Alex Neve is the former secretary general of Amnesty International Canada. Leilani Farha is the former executive director of Canada Without Poverty.
In 2012, Stephen Harper’s government tightened Canada Revenue Agency (CRA) regulations and gave the CRA a special assignment: auditing charitable organizations to determine whether they exceeded permissible levels of “political activity.”
Environmental, human rights, international development and other civil society organizations felt disproportionately targeted, with audits seeming to focus on groups that highlighted the climate impact of the oil and gas industry, defended the rights of Palestinians and advanced an anti-poverty agenda.

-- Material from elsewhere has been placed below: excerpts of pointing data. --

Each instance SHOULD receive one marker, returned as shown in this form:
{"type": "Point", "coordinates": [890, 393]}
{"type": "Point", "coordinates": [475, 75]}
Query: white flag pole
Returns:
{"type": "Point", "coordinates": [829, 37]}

Many of the audited organizations were well-known to Canadians, including Oxfam Canada, the David Suzuki Foundation and our own charities; many had been critical of Harper-era policies and decisions.
While the government denied political interference around the audits, they had a notable chilling effect on the charitable sector nonetheless. Groups became afraid of the potential repercussions of being offside of the Harper government on hot-button issues. It felt as if the CRA had been weaponized.
In 2016, a year after the election of Justin Trudeau’s government, Canada Without Poverty (CWP) filed a Charter challenge in Ontario’s Superior Court, arguing that the audit of the organization’s “political activity” had violated its right to freedom of expression. Two years later, the court ruled in CWP’s favour, the federal government chose not to appeal and the restrictive policy was overturned.
So it is distressing to learn that another group within the charitable sector feels similarly under attack today.
In recent years, members of Mr. Trudeau’s government have received complaints that the CRA’s counterterrorism financing unit, the Review and Analysis Division (RAD), has been disproportionately targeting Muslim-led charities. In 2021, the International Civil Liberties Monitoring Group found that between 2008 to 2015, RAD audited 16 charities, eight of which had their charitable status revoked; of those eight, six were Muslim-led. That same year, a research paper from the University of Toronto’s Institute of Islamic Studies and the National Council of Canadian Muslims was published, examining audits of three Muslim charities and concluding that Canada’s anti-terrorism financing and anti-radicalization frameworks can produce bias.
At recent hearings held by the Senate’s Standing Committee on Human Rights, the CRA indicated that since RAD’s inception, it has revoked the charitable status of 14 of the 39 charities it audited; 12 of the 14 are Muslim. The director- general of the CRA’s Charities Directorate has also confirmed that the RAD follows Canada’s 2015 National Risk Assessment, which concludes, with little justification, that the highest risk of terrorism financing lies with racialized groups, with Muslim-led groups as the top risk.
As was the case for advocacy organizations a decade ago, the experience of these audits has been aggressive and intimidating, and many of these charities have effectively silenced themselves.
The Muslim community has rightly demanded more data to clarify if indeed the CRA is engaged in systemic Islamophobia, but the CRA – which denies such targeting – has cited national security concerns in keeping that information top-secret. This catch-all excuse has often been used to mask governments’ biases against Muslims, including here in Canada, until the claims’ fragile and dubious nature is challenged and exposed.
The CRA denies specifically targeting Muslim charities. But the fact remains that 85 per cent of RAD-revoked charities are Muslim-led. Canada’s Taxpayer Ombudsperson, tasked by the Revenue Minister with looking into these concerns, has taken the unusual step of complaining publicly that the CRA is not providing the documents he requires.
And now, The Globe and Mail has found that elaborate government documents, sent anonymously to the Muslim Association of Canada alleging that the RCMP and CRA were attempting to entrap the organization by using supposed informants to construct a case about terrorist funding, were forged. This is confounding and troubling. And how do these revelations relate to the broader concerns?
We had hoped that discriminatory CRA practices, in relation to the charitable sector, had ended. That does not seem to be the case. There must be a comprehensive review of the CRA to ensure required checks and balances to prevent systemic discrimination in charitable audits are in place, especially since the CRA lacks independent oversight.
The Muslim community has called for a suspension of the RAD and for its activities to be reviewed by the National Security Intelligence Review Agency; we unreservedly support that call.
An already marginalized community feels that the CRA is disadvantaging them, without credible or transparent justification. To date, the Muslim charitable sector has largely been left to fight this on its own in a country where Islamophobia remains a stubborn reality. The charitable sector more broadly, and Parliament, must rally to their side – because what is at stake concerns us all.